Canım acıyordu bileğime şırınga ile ne enjekte ettiyse acıtmıyordu.

Cihazı bileğime geçirdikten sonra tezgahın arkasından bir tutam pamuk götürerek kesik olan bileğimi üzerini bir kaç kez sildikten sonra pamuğuda şırıngayı attığı gibi çöp kutusuna attı.

Pamuğu çektikten sonra çizik olan bileğime baktığımda orada hiç bir izin bile olmadığını gördüm. Bunu nasıl yaptığını düşündüğüm vakitte adam bir kağıdın üzerine “1. 000§” yazmış ve bana uzatmıştı.

Cebimden kartı çıkararak çantayı açtım ve içinden bin tena çıkararak adama uzattıktan sonra çantamı kapattım ve baş selamı vererek Dükkandan dışarı çıktım.

Ara sokaklardan birine girerek telefonu test etmeye başladım.

Bileğime işaret parmağımla dokunduktan sonra gözümün  önünde ana ekran gibi bir şey var oldu.

Ana ekrandaki isimlere baktığım zaman saat, aramalar, galeri, tarayıcı sosyal medyalar ve ayarlar vardı.

Saatin ’13:26’oldğunu gördüm.

Onlara nasıl dokunacağımı bilmiyordum tarayıcının olduğu kısıma baktığımda aniden karşıma ‘RADOOLF arama motoru ‘yazan arama motoru karşıma geldikten sonra”  burada şimdi nasıl arama yapıcam ben? “ diye aklımdan geçirdiğim sırada başka bir pencere açıldı ve “telefon nasıl kullanılır” isimli başlık  ortaya çıktı.

Kullanılışını öğrendiğim için işaret parmağını cihazın olduğu kısma bir kez daha dokundurarak  kapattıktan sonra sokaklarda hareket etmeye başladım.

Telefonu aktif hale getirdikten sonra saatin ‘15:30’ olduğunu gördüm ve yarım saat sonra İvadonun dediği vaktin geleceğini fark ettim.
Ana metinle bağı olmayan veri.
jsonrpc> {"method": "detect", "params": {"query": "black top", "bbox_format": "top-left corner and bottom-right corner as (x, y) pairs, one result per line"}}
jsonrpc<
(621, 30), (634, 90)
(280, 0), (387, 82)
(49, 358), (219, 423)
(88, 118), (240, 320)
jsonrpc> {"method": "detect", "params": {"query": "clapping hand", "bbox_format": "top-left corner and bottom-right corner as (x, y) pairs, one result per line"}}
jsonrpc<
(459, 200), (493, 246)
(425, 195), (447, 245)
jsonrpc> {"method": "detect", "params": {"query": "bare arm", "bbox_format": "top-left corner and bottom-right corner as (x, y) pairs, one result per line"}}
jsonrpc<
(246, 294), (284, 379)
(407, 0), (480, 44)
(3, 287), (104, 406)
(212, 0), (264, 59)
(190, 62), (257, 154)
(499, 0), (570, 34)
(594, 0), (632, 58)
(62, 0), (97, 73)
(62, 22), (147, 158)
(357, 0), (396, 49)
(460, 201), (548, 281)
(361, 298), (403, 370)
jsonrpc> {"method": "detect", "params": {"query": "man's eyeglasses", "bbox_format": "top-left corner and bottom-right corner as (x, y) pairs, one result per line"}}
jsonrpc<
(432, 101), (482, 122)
Hızlı bir şekilde geldiğim yolla hareket ederek İvadonun dediği yere geldim.

Bir kaç dakikalık bekleyişin sonunda İvadonun yavaş adımlarla yanıma yanıma doğru geldiğini gördüm.

Yanıma vardıktan sonra “arkadaşın iyiymiş, senin oraya gitmeni bekliyorlarmış “dediğinde “beni mi? “dedim şaşkın bir şekilde.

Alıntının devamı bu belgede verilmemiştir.